Whether Gulf intransigency in accepting refugees is shrewd policy or morally bankrupt escape artistry, it is and likely will remain reality. Because of this, European and non-Gulf MENA states must continue to do all that is possible to alleviate the suffering of refugees, as they have for years. While refugee resettlement is done in the hopes that it is temporary, Europe, Lebanon, Turkey and other states cannot afford to have millions of refugees living amongst them while being forced underground or enduring the stigma of ‘the other in our midst’. Such situations breed distrust among both populations, as well as discontent and violence. Given that refugees are a reality for Germany, Lebanon, Hungary, and other states, they cannot afford to undertake symbolic moves that will haunt them for years down the road.
While Gulf states are not likely to begin accepting refugees in large numbers in the near future, allies can continue to pressure them to maintain high levels of support for humanitarian causes, as well as coordinating with the U.S. and other military allies in the region to deny Assad unchallenged aerial authority and, hopefully, reduce the suffering left in the wake of his bombing raids.

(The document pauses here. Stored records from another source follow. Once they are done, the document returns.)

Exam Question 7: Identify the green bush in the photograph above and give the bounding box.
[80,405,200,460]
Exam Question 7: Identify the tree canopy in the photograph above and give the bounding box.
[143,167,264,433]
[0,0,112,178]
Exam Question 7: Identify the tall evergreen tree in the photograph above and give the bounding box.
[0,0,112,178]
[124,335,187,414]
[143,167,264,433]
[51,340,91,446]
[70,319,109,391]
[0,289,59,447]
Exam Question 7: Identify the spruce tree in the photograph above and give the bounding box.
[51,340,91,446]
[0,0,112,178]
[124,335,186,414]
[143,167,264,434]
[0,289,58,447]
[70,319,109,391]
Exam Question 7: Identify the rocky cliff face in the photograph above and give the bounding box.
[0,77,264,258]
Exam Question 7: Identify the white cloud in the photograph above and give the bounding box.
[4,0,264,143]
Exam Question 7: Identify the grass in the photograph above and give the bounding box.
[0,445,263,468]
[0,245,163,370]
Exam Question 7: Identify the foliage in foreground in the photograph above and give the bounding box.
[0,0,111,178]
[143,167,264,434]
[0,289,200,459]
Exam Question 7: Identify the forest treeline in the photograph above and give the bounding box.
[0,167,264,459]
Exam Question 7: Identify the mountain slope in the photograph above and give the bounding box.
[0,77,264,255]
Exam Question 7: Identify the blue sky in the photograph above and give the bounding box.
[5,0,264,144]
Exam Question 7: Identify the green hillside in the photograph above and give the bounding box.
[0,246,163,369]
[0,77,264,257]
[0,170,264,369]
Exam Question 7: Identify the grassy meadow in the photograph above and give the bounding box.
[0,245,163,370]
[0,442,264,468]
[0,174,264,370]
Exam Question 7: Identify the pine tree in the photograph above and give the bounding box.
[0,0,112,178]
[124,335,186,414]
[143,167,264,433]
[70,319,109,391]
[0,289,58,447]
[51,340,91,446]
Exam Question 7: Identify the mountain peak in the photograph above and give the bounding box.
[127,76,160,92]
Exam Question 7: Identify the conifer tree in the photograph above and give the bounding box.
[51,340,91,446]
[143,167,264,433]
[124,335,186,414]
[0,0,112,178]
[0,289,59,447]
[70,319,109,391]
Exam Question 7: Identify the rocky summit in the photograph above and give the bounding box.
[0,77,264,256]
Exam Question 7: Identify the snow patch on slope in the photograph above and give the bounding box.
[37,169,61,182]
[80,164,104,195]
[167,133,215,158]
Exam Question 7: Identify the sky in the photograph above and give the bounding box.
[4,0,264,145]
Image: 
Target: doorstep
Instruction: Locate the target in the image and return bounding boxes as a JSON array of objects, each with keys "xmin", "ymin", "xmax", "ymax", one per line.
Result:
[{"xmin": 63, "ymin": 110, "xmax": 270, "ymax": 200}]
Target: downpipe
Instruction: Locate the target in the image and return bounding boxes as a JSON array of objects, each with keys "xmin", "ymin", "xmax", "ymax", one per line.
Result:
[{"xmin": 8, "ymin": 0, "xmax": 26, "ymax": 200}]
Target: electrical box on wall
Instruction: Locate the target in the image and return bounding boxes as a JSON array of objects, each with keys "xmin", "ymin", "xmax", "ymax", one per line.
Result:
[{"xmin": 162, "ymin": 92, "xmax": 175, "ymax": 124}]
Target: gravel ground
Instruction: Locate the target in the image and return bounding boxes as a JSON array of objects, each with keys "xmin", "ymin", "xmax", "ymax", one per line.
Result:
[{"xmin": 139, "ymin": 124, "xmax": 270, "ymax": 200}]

Gulf states, despite the recent dips in the price of oil, might be even more willing to donate money to humanitarian causes with the knowledge that there was a concerted plan in place that served their ends to ultimately oust Assad.

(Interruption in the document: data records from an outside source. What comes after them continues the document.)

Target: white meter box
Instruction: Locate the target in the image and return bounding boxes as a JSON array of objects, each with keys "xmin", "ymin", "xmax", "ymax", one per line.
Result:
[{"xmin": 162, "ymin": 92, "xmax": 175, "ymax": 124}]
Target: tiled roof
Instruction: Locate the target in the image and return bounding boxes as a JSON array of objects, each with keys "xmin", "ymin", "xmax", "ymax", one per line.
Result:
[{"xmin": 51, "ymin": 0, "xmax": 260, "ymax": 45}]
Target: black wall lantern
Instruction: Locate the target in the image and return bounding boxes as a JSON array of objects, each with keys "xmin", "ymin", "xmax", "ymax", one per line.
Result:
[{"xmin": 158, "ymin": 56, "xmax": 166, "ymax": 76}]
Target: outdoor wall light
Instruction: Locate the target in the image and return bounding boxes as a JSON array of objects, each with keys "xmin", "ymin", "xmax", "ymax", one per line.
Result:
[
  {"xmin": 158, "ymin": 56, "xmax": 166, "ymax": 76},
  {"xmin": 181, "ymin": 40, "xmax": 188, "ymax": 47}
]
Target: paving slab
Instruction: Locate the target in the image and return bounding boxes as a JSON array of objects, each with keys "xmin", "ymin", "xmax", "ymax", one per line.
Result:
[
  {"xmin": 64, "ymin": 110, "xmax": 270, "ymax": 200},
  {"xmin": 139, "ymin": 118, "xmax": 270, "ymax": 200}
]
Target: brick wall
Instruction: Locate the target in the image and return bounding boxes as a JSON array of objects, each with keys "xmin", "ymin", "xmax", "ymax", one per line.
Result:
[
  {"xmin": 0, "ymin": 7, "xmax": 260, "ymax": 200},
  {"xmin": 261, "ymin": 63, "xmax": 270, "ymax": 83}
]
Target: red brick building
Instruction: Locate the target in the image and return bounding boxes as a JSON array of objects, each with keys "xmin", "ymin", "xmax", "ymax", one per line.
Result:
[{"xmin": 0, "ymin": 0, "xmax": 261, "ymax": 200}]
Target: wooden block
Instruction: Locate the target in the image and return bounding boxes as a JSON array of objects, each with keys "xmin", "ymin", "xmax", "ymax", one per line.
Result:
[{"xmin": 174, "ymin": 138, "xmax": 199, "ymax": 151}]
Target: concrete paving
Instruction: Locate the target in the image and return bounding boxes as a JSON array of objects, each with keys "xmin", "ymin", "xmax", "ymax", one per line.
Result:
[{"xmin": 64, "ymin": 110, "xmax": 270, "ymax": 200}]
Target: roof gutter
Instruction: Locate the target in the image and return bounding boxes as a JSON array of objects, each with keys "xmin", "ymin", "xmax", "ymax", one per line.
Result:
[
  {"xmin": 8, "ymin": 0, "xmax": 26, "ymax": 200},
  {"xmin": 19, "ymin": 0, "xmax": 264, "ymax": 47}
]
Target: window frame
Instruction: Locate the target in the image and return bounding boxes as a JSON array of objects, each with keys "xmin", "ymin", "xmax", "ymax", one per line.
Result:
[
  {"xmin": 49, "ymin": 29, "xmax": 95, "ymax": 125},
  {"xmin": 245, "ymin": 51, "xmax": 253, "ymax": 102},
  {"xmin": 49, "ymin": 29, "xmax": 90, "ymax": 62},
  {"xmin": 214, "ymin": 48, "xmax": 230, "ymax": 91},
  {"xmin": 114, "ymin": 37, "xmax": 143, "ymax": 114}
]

Reality, playing out daily in drownings and daring border crossings across the Middle East and Europe, is grim. One could be forgiven for placing head in hand, sobbing in disbelief, and – ultimately – giving up, saying, “what could possibly stop this?” While the situation is unbearably desperate, ignoring reality would prove to be even more damaging. While a number of states have shown hostility to consensus, pragmatism, and refugees – even including outright racism and sectarianism – a solution that insists on a non-reality will fail every time. European states are finally feeling what states neighboring Syria have been dealing with for years. They must, as other states have, answer the call. Now is not the time to point fingers at hypocrites or those seeking war. Humanitarian assistance must remain the priority for every state touching this crisis, and any military measures that are undertaken must keep eye on alleviating the suffering endured by millions of Syrians every day, as well as bridging common ground between Syria’s allies, enemies, and those who merely want to reduce the humanitarian suffering within the theater of the conflict. Even among these fractured lines in an often fractured region, there is still common ground to be found.